Co-reference annotation, provided for BOLT by Raytheon BBN Technologies, captures the part of human language interpretation that links definite references in the text to the respective entities in the discourse. Annotators link together names, pronouns, and definite descriptions that refer to the same entity, providing crucial information for systems performing semantic interpretation. Noun phrase mentions of events are also linked to verb phrases that describe the event.

BOLT Translation

LDC provided translations for a large volume of BOLT Chinese and Egyptian Arabic source data, including discussion forum threads in Phase 1 and text message (SMS) and chat conversations in Phase 2. Data was selected and segmented into sentence units (discussion forum) and message units (SMS/chat) for translation That ensured that only the appropriate data was translated and also allowed for the alignment of the resulting parallel text at the sentence or message level. 

BOLT Discussion Forum Data Collection

LDC collected threaded posts from online discussion forums in each of three languages: Chinese, Egyptian Arabic and English.
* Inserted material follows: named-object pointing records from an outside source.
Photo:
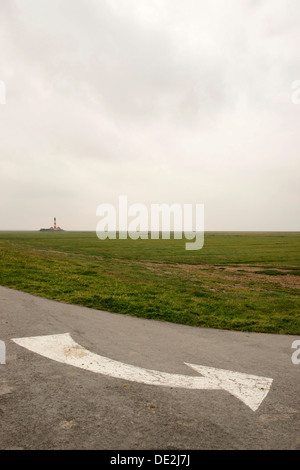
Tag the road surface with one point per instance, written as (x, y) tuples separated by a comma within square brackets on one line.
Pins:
[(65, 402)]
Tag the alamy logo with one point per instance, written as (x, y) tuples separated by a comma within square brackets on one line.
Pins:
[(133, 221), (2, 92), (2, 353)]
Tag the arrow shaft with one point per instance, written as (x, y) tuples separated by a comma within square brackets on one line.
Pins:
[(62, 348)]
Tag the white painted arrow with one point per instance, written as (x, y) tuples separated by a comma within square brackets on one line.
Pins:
[(250, 389)]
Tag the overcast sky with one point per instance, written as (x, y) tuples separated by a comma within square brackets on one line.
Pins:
[(160, 100)]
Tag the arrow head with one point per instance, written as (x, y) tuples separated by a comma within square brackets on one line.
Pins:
[(250, 389)]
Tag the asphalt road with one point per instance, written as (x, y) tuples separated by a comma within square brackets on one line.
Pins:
[(46, 404)]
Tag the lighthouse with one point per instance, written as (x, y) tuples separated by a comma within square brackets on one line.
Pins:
[(52, 229)]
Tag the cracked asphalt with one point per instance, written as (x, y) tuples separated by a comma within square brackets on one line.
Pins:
[(45, 404)]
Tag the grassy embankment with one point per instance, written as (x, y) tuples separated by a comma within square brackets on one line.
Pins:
[(238, 281)]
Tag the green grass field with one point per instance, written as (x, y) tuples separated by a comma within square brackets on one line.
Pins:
[(238, 281)]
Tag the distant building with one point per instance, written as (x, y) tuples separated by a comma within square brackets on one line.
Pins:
[(52, 229)]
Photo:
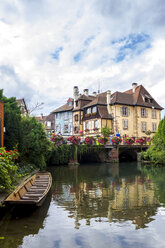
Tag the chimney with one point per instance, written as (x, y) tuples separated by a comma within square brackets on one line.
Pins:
[(134, 85), (86, 92), (75, 94), (108, 101)]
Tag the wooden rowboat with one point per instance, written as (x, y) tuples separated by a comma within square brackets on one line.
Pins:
[(33, 191)]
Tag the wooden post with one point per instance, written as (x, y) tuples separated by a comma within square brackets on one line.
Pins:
[(1, 124)]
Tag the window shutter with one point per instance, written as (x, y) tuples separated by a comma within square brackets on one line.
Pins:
[(128, 111), (121, 111)]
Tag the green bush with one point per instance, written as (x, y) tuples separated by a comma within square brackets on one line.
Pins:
[(156, 152), (8, 171), (12, 121), (34, 145), (60, 154)]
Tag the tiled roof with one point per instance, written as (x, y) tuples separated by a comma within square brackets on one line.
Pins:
[(140, 94), (84, 97), (99, 99), (63, 108), (121, 98), (104, 112), (126, 98)]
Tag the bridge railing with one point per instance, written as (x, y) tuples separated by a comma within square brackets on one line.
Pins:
[(147, 141)]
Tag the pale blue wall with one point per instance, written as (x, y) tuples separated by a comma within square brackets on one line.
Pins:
[(62, 120)]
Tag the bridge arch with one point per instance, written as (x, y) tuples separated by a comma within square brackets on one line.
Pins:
[(127, 155)]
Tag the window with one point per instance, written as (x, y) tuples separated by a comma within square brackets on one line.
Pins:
[(48, 123), (87, 125), (94, 109), (144, 112), (153, 113), (58, 129), (125, 124), (76, 129), (154, 127), (144, 126), (66, 116), (76, 117), (65, 128), (89, 111), (96, 124), (124, 111)]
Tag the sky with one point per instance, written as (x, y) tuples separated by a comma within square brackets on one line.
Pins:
[(49, 46)]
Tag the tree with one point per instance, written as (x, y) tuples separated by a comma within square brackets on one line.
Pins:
[(12, 121), (106, 131), (34, 145)]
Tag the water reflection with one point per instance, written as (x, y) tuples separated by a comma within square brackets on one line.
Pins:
[(93, 206), (21, 221), (106, 194)]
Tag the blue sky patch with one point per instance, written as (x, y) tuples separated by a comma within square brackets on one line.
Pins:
[(88, 40), (132, 45), (78, 56), (56, 54)]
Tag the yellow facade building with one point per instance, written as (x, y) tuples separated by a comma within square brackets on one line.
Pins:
[(130, 113)]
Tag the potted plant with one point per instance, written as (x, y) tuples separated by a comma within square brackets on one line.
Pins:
[(129, 140)]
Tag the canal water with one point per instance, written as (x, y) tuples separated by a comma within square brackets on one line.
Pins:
[(93, 206)]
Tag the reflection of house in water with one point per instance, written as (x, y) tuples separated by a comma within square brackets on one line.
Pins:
[(116, 199), (21, 222)]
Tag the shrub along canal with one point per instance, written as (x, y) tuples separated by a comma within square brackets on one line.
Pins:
[(93, 205)]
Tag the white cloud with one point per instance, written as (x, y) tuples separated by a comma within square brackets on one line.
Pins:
[(32, 30)]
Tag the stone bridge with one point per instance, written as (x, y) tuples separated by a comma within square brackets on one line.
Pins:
[(111, 153)]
In order to create a corpus with both a high volume of data and a reasonable concentration of threads that met content and language requirements, LDC used a three-stage collection strategy: manual data scouting fed the corpus with appropriate content, a semi-supervised harvesting process augmented the corpus with larger quantities of automatically-harvested data, and a human triage task selected harvested content for the downstream pipeline.

BOLT Data Collection

BOLT developed technology that enables English speakers to retrieve and understand information from informal foreign language sources including chat, text messaging and spoken conversations. The genres of interest to BOLT were characterized by inherent variation and inconsistency, motivating the development of new collection and annotation methods.